‘I dragged him here, Mr. Erin, like iniquity, with cart-ropes. The quarrels of commentators, I know, are like the bars of a castle; they’ll be shot rather than open their arms to one another. For my sake, however, I hope you will, both of you, make a truce while this little matter of business is under discussion; then to it again hammer and tongs with all my heart.—Now, where’s this play?’

Mr. Erin produced it from his breast-pocket, into which he had hurriedly thrust it.

‘Oh, that’s it, is it? Gad! he carries it about with him as a mother carries a newborn babe, whose paternity has never been questioned.’

Kemble smiled, as Coriolanus might have done at the mention of gratitude.

‘I think, Mr. Sheridan,’ said the antiquary in an offended tone, ‘if you will be so good as to glance at yonder certificate, including among other authorities your friend Dr. Parr, you must admit that the legitimacy of “Vortigern and Rowena“ is tolerably well established. Herbert Croft, Dr. Walton, the Poet Laureate, Sir James Bland Burgess, are vouchers——’

‘Weighty enough, indeed,’ interposed the manager impatiently; ‘anything ought to go down with such names attached to it. But the play, the play’s the thing. Let’s look at it.’

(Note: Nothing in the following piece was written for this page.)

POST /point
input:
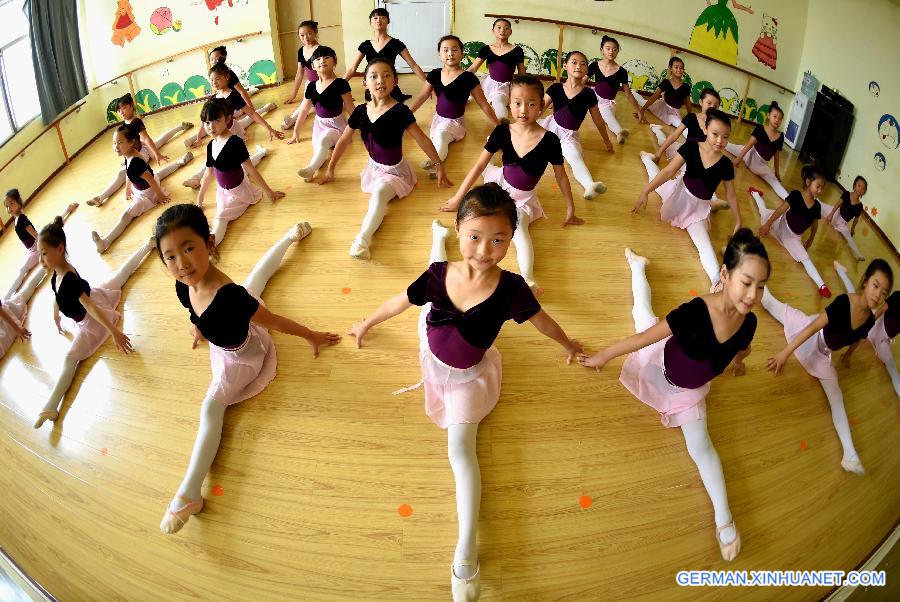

It was a detail, if report spoke true, that Sheridan did not always insist upon. He had offered to accept a comedy from the authoress of ‘Evelina’ unread, and to put it on the boards of Drury Lane. Even now, when the manuscript was spread out before him, he seemed to shrink from the task he had imposed upon himself.

‘Gad!’ he exclaimed, ‘there seems a good lot of it!’

‘There are two thousand eight hundred lines in all,’ explained Mr. Erin gravely.

‘Fourteen hundred lines are deemed sufficient for an acting drama,’ observed Mr. Kemble acidly.